Stay tuned for future blogs on how to address these areas of tightness. If you have pain in any joint limiting your squat depth, seek guidance from a physical therapist for evaluation and treatment.

 

STEP 3: SQUAT DEPTH DRILL

Assisted Squat Lowering with Isometric Holds

Position yourself in your squat stance in front of something sturdy. A squat rack, cable column, or even a doorway will suffice. Upper body support will decrease strength and stability requirements and allow your joints to move through their full available range of motion in the squat pattern. Slowly sit down and stop at desired squat depth. Remove your hands and see if you are able to maintain this position for 3-5 seconds.
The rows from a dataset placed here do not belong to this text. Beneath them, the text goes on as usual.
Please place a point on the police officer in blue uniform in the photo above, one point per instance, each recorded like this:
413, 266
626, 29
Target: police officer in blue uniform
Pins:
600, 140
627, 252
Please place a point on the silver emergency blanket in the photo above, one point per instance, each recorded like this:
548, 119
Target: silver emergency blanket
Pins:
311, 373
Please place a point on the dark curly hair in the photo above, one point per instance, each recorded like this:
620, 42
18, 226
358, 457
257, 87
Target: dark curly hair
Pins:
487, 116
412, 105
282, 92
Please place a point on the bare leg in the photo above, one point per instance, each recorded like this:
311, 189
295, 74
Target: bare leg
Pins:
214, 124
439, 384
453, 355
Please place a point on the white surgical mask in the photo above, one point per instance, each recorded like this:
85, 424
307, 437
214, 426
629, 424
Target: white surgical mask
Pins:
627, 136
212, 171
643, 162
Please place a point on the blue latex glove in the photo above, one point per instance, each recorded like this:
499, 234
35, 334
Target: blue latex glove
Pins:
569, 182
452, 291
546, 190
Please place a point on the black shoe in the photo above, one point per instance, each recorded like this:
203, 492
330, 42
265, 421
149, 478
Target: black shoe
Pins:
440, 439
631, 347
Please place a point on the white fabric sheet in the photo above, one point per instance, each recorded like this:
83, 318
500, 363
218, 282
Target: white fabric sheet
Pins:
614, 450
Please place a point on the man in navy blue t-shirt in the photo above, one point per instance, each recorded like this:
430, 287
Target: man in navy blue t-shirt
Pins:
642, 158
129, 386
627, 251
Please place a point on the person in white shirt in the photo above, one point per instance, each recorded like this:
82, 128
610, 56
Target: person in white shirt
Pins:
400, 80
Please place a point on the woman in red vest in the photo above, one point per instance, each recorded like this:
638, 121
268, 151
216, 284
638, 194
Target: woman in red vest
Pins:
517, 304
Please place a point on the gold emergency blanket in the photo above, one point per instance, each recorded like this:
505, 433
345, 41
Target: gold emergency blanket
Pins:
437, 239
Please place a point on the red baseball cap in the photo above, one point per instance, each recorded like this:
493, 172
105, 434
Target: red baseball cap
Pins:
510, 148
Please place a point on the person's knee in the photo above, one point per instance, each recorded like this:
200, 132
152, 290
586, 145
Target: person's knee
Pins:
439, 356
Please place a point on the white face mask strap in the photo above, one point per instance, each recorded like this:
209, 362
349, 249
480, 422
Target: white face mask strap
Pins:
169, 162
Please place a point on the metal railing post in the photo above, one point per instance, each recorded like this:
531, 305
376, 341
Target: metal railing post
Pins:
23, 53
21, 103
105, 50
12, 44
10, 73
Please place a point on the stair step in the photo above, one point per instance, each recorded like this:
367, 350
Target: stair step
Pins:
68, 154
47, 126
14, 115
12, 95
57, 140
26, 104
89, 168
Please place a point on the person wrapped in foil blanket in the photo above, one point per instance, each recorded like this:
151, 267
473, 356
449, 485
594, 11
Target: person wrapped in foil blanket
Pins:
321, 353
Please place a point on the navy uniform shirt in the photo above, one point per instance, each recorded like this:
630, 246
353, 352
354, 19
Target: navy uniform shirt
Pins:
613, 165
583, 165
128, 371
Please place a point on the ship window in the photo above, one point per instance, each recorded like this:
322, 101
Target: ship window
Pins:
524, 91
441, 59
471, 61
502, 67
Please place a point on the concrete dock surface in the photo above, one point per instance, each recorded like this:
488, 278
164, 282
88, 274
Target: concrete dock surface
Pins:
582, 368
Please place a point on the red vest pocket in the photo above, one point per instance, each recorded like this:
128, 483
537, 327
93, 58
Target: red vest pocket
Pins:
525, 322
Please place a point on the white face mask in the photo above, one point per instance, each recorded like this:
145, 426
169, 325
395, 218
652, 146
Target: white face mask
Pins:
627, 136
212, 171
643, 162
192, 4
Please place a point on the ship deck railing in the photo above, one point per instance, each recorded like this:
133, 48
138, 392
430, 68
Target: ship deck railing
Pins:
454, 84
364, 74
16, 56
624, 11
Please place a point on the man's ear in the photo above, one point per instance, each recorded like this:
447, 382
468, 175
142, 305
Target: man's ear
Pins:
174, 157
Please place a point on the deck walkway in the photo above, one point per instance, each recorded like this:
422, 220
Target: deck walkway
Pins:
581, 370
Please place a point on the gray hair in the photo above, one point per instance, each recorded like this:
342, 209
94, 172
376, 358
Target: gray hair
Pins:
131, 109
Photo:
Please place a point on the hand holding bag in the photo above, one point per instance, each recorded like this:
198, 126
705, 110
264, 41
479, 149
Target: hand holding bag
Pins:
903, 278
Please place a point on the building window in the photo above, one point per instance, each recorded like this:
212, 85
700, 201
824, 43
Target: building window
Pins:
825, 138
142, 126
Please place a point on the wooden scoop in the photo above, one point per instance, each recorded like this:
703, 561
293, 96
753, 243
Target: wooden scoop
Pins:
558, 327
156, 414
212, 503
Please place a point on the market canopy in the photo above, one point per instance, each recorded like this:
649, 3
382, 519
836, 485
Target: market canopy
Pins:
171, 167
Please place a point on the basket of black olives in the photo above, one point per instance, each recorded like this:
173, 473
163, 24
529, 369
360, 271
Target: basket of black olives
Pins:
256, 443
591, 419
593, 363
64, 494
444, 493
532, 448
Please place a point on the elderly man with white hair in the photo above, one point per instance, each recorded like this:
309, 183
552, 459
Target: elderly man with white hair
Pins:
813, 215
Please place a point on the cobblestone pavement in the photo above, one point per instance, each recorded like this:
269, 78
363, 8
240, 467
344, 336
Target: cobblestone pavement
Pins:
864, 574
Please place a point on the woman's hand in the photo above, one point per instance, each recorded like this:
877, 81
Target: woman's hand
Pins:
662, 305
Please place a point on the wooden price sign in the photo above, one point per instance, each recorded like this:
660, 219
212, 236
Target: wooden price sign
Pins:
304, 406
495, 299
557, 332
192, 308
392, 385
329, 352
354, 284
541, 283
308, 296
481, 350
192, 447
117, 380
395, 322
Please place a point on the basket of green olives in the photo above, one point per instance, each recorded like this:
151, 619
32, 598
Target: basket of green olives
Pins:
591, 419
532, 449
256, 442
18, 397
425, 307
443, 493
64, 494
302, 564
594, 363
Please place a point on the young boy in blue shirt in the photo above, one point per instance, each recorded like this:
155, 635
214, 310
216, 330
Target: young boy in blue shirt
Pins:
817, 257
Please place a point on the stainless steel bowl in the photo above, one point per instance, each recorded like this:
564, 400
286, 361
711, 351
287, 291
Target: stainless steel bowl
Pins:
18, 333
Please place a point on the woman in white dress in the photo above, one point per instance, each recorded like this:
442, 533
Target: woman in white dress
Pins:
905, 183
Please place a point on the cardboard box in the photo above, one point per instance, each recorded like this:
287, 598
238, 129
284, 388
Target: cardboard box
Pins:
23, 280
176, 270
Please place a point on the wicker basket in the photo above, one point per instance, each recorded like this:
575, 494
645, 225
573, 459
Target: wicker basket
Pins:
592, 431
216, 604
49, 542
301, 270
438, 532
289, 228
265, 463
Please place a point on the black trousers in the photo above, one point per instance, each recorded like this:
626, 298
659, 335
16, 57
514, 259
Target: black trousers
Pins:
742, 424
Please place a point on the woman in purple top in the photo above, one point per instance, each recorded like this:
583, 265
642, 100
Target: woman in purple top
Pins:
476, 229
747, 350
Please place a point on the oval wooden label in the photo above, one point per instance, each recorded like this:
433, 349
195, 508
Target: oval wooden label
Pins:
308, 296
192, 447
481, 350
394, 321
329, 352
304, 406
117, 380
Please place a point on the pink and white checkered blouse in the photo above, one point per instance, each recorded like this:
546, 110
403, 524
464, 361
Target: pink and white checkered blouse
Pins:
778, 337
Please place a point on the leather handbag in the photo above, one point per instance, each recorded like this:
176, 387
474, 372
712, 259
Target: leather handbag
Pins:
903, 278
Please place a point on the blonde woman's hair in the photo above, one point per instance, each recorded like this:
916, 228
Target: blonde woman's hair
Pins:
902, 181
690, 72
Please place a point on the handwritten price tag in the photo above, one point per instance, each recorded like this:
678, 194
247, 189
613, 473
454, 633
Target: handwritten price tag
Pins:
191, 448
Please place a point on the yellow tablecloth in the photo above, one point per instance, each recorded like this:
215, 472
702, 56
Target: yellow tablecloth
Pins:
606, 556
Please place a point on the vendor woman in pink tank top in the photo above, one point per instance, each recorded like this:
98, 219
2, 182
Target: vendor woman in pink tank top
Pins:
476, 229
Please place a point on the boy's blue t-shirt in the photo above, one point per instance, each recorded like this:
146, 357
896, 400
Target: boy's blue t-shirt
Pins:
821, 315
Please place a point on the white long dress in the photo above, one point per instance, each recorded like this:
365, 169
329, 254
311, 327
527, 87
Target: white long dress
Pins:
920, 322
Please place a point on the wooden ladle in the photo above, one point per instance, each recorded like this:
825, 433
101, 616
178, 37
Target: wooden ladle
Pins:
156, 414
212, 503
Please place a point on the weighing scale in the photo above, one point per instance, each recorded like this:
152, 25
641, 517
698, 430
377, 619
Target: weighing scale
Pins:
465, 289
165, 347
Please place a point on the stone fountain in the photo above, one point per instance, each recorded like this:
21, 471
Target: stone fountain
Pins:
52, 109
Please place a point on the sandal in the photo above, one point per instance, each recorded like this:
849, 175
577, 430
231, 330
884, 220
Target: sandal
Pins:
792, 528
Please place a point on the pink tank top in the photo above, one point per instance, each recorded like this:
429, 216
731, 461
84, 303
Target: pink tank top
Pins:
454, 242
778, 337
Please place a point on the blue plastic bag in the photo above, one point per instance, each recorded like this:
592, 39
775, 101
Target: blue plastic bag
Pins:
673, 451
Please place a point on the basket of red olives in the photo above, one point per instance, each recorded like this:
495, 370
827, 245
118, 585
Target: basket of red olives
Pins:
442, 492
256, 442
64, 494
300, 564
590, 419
If you immediately fall forward or backward, stop the squat a few inches higher and try again. Ideally you want to find the sweet spot that is lower than you are able to squat on your own but high enough you are able to maintain the position for a few seconds after you remove your hands. Repeat the assisted squats with isometric holds building strength and endurance in the bottom squat position.

 

Squatting is an essential part of daily life. Having a strong, mobile squat can maximize fitness gains and quality of life. If you experience significant pain and limitations while squatting, seek guidance from a qualified physical therapist.